If your hands burn and sting after handling hot peppers, pour rubbing alcohol over them.

#2. Windowsill cleaner.
If your wooden windowsills are rain spotted or discolored, refresh them by wiping them with a little diluted rubbing alcohol on a soft cloth.

#3. Bathroom cleaner.
Keep a bottle of rubbing alcohol handy to shine chrome fixturs and to remove hair spray from mirrors.

#4. Knicknack polish.
Carefully clean crystal and porcelain with rubbing alcohol.

ALUMINUM


#1. Sun box.
Remove the top and one side from a cardboard box; line the other three sides with aluminum foil.
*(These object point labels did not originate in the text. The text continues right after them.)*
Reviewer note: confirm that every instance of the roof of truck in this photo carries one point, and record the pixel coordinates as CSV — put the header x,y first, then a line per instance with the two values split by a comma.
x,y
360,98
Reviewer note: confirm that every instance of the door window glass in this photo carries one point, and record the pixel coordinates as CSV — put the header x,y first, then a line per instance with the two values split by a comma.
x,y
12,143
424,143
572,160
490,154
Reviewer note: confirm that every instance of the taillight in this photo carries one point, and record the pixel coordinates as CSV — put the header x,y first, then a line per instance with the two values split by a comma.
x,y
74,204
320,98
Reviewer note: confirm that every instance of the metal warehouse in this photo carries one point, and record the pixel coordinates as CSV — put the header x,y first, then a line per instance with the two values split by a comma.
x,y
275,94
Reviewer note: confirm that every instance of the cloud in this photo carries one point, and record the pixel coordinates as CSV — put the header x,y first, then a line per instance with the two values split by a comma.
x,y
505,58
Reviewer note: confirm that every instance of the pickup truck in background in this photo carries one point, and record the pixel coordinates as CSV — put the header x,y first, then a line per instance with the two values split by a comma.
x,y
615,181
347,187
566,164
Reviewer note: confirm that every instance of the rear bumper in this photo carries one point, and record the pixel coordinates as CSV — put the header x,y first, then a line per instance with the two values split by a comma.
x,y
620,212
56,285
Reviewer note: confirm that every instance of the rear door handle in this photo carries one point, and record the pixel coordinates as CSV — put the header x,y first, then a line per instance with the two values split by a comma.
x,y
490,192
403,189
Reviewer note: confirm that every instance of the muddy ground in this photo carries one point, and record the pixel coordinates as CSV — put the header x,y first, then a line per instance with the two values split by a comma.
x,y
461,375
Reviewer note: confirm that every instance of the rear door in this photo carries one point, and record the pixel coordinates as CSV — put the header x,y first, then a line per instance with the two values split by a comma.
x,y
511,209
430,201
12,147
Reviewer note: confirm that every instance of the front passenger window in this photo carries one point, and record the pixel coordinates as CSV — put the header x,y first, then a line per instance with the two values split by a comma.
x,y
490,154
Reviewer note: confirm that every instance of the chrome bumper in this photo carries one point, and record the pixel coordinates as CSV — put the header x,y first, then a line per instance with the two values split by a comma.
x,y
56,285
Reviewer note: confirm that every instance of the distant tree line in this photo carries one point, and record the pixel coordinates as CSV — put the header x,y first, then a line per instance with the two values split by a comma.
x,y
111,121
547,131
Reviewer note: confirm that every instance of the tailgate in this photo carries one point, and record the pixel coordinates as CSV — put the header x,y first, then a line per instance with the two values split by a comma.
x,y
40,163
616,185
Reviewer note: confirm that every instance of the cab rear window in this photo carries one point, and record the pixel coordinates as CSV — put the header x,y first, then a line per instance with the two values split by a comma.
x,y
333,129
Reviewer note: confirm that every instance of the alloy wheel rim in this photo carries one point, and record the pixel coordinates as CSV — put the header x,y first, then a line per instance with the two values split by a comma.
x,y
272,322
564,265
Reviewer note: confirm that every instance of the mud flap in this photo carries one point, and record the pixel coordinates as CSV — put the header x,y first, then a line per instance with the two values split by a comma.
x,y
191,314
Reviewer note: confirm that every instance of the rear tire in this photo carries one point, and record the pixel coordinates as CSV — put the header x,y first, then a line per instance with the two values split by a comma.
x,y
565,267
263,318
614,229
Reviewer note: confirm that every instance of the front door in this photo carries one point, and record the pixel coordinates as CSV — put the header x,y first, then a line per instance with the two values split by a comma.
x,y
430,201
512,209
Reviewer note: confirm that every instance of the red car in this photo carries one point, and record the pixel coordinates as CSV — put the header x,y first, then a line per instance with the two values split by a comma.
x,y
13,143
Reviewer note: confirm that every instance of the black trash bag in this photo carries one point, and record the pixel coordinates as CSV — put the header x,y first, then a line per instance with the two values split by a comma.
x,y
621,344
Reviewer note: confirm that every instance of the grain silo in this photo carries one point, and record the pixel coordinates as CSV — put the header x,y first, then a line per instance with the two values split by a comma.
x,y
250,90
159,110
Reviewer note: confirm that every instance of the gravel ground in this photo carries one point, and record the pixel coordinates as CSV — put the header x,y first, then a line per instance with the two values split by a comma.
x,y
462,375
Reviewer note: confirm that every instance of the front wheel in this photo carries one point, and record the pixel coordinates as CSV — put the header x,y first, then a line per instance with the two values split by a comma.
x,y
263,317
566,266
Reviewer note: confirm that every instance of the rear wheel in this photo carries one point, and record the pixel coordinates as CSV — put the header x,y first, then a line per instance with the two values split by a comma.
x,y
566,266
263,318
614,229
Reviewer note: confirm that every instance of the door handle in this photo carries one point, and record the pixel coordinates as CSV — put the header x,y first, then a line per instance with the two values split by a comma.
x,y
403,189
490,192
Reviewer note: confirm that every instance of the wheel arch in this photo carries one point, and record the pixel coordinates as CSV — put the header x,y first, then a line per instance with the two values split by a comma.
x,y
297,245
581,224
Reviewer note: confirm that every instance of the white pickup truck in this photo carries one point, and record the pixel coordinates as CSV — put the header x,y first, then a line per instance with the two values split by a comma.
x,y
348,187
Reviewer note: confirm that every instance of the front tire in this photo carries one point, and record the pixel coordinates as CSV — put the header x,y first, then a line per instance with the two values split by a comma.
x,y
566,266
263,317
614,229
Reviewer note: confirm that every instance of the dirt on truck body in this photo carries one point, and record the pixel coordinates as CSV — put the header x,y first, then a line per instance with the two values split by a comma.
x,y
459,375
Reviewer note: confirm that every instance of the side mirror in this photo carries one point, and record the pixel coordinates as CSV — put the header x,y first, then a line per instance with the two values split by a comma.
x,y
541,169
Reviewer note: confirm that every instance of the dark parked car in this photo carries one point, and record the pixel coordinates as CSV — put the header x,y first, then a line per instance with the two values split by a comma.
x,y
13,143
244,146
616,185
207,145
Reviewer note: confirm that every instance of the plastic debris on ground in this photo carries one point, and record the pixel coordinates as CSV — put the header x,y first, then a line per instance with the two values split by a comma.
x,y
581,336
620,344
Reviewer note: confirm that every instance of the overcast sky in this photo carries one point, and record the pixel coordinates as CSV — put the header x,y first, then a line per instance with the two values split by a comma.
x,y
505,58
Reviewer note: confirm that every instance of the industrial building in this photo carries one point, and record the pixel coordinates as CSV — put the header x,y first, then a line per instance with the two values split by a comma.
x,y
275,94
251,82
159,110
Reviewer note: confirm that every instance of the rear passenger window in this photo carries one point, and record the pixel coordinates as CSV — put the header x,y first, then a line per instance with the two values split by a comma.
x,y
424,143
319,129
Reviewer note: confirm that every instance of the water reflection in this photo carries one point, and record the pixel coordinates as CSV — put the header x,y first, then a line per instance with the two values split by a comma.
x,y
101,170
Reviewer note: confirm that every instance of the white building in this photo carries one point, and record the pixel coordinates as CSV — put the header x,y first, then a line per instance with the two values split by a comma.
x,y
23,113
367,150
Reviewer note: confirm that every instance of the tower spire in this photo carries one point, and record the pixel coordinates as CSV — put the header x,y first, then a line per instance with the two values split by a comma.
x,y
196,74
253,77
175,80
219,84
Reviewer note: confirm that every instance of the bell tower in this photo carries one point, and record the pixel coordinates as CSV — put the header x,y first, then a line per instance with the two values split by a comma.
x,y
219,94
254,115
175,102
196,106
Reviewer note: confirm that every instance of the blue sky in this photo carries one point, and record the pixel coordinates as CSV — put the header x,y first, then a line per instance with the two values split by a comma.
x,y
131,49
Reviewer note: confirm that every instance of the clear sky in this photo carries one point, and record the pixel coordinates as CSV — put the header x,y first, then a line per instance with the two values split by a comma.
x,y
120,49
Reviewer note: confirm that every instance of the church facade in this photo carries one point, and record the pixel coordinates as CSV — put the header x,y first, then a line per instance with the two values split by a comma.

Place your plants in the box and place it near a window, the foil will reflect light, helping the stems to grow straight instead of bent toward the sun.

#2. Wallpaper.
Cut foil into 1-foot squares; coat one side with wallpaper paste and apply in a haphazzard, over-lapping fashion.

#3. Platter.
Make a convenient disposable dish for picnics by covering a piece of cardboard with heavy-duty aluminum foil.

AMMONIA


#1. Furniture renewer.
If an old piece of furniture is heavily stained, rub it with a cloth dampened with full- strength ammonia; when the cloth gets dirty, rinse it in water and reuse.

#2. Wax remover.
Before waxing a dirty resilient floor, remove the old polish with a solution of 1 cup ammonia in 1 gallon water.

#3. Jewelry cleaner.
Soak gold jewelry in equal parts ammonia and luke-warm water for 10 minutes; rub with a soft brush and let dry without rinsing.

#4. Silverware polish.
A quick way to brighten shine; combine ammonia with paste polish and apply with a soft cloth to your silver -plated and stainless-steel cutlery.

APRONS


#1. Portable cash box.
Turn up the bottom of an apron and stich several pockets so that you can wear your cash box around your waist during your garage sale, keeping your coins and bills seperated and safe from theft.

Ladder tool pocket.
#2. An efficient way to hold your tools while working on a ladder is to tack or staple a carpenter's apron to the top step.

ASHES


#1. Fertilizer.
Don't dicard wood ashes; sprinkle them onto the compost pile or work them into the soil in the spring- but not around acid-loving plants, such as rhododendrons and azaleas. (Store ashes in a metal covered container, well away from buildings and flammable material; even long-dead ashes harbor hot embers that sometimes burst into flames.)

#2. Halloween makeup.
For that ghoulish look, rub ashes all over the face and arms.

#3. Grease cutter.
When camping or barbecuing, soak greasy pans and utensils in ashes mixed with water or make a thick ash and water paste for scrubbing.

#4. Pest repellent.
To discourage slugs and snails, build low ridges of wood ash around plants and between row crops.

ASPRIN TINS


#1. Sewing box organizer.
A neat way to store snaps, sequins, buttons and beads is in individual asprin tins in your sewing box. Lable the lids or glue on a sample of the contents for easy identification. Also a good way to take needles and thread in your purse when you leave home.

#2. Stamp saver.
Prevent stamps from sticking together by storing them in an asprin tin.

#3. Birthday keepsake.
Decorate the outside of a tin, line it with felt or silk, and insert a penny from the birth year of your friend.

#4. Broken jewelry box.
Keep all the little pieces safe and together in an asprin tin.

#5. Workshop helper.
The tins are great for storing brads, glazing points, setscrews, lock washers, and other small items.

#6. Earring keeper.
Prevent pairs of small earrings from straying; store them together in asprin tins.

#7. Mini safe.
Hide the keys to desks and lockboxes-it's unlikely that a thief will suspect an innocent-looking asprin tin in your glove compartment.

#8. Fuse cache.
You'll always know where your spare car fuses are if you store them in a tin in the glove box.